As result of a prolonged economic crisis and failings of services, the living standards of the Lebanese population has been experiencing a severe decline.
A series of crises have hit the Lebanese since the start of the new year, the most severe of which was perhaps more electricity rationing in most areas. No less important is the rationing of water and gas necessary for heating for a large part of the Lebanese population.
For the last few days, most areas have been suffering from severe power rationing, especially in the North and Beirut, which propelled a wave of anger among young people in Tripoli and compelled them to break into the electricity company in al-Bahsas amid high security measures. People also demonstrated in front of Electricite du Liban (EDL) in Beirut, the North and the South against the rationing, while others protested to demand that people stop paying their bills until the crisis is resolved.
“I have been going up eight flights of stairs for days now to get to my house because of the power cuts in Beirut” says Inas, while Ali, whose family does not have a backup generator, says his family “has had to rely on candle light for several nights due to the decreased supply of electricity.”
The majority of protesters blame this situation on the Free Patriotic Movement, whose ministers have held the Ministry of Energy and Water for the last decade. Minister of Energy and Water Nada Boustani has justified the rationing by saying that it is a consequence of the failure to unload the fuel tanker ships on the Lebanese coast because of weather conditions.

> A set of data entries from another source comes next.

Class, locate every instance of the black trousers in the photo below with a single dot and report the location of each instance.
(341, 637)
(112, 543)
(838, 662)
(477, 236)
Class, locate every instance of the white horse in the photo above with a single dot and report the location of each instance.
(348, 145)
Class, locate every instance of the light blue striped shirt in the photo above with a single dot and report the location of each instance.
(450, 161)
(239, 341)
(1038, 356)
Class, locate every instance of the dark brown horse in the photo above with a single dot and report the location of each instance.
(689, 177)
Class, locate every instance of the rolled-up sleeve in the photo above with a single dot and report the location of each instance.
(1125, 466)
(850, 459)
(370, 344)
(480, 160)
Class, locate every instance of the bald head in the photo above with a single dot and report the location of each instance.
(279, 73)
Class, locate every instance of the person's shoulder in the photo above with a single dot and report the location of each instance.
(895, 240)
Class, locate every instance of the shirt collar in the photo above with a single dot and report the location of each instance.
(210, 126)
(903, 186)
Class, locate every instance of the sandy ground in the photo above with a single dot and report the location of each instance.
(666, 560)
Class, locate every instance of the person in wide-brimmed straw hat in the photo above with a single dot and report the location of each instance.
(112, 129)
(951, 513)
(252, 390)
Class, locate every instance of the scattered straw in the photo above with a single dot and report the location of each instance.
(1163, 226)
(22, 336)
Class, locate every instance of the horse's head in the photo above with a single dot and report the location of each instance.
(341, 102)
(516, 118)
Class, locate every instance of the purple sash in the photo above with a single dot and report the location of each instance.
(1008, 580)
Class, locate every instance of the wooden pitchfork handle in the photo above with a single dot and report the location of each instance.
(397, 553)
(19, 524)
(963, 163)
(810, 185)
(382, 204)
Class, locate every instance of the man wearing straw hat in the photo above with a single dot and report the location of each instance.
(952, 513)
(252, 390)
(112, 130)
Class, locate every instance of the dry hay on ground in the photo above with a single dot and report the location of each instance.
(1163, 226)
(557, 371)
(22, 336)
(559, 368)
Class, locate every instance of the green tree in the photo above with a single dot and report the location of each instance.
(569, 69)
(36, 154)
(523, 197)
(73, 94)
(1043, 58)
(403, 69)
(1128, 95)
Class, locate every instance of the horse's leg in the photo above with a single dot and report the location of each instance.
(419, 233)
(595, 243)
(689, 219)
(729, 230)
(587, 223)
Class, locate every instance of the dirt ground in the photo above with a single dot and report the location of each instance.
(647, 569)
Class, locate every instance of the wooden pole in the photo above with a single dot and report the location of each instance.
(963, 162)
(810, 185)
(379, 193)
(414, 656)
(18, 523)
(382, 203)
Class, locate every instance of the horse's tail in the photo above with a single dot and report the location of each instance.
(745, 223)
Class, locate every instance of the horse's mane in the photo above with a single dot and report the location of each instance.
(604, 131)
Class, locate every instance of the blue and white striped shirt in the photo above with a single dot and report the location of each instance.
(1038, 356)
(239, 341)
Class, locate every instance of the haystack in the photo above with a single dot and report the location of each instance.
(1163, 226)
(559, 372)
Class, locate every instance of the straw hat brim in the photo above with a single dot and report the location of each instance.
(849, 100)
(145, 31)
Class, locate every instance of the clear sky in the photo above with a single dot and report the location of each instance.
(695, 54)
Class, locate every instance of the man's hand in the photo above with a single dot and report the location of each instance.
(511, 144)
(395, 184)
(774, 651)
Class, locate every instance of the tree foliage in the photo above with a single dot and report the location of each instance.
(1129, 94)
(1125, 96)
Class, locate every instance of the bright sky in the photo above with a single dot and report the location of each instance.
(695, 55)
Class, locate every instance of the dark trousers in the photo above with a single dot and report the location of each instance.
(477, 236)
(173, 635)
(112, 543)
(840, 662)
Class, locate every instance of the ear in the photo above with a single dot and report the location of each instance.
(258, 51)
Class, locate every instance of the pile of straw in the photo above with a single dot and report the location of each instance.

Boustani promised that the electricity will come back gradually starting Saturday after the tankers are unloaded, pointing out that EDL will be able to supply Administrative Beirut with power between 16 to 21 hours a day until the end of February and for 8 to 10 hours a day outside Beirut. What comes after that, depends on the amount allocated for its supply in the 2020 budget.
Ironically, during the winter, while there is a large amount of rainfall, Lebanese people are forced to buy water after the Lebanese water authority cut off water supply to most houses in Beirut. Najwa, a resident in Hamra Beirut, says: “We went without water for five days. It was supplied for a few hours yesterday before it was cut off again.”
The authorities blamed a malfunction in main water pipelines in more than one area in Lebanon.
During this time, a gas crisis is looming. Its signs started to show in the last few days, as the Lebanese rushed to buy gas in Saidon, Nabatieh and surrounding villages. Places that sell and fill up gas were consequently crowded because of the panic, especially since it is vital for heating during the harsh winter.
“Gas companies are rationing gas, they are not providing the market’s demand but only a small portion of it, almost half,” George Constantine, a gas shipping agent in Beirut, told Asharq Al-Awsat
“The rationing began one week before the end of 2019 due to delays in the arrival of gas tanker ships”.
Tensions between gas companies and distributors are high, leading to reduced numbers of wholesale gas containers as the gas companies want to increase their profit.
The challenges faced by the Lebanese people are exacerbated by the day due to the high cost of living, especially the massive hike in prices for consumer goods.
According to the head of the Consumer Association, Zuhair Berro, the majority of goods saw a 100 percent increase in prices due to the monetary crisis.
Berro points out that “the steepest rise in prices is on food commodities” and “even subsidized commodities, i.e. medicine, fuel and flour, which have also increased because these sectors are monopolized by cartels.”
He noted that according to the World Bank, the price of goods in Lebanon is 30 percent higher than any country in the region.
In this context, Mohamed Shams El-Din, a researcher in International Information, revealed that 55 percent of the Lebanese people live below the poverty line, and a quarter of the Lebanese people earn an income that does not suffice to provide them with food and 30 percent have an income that suffices for food without allowing them to meet other needs, such as hospitalization.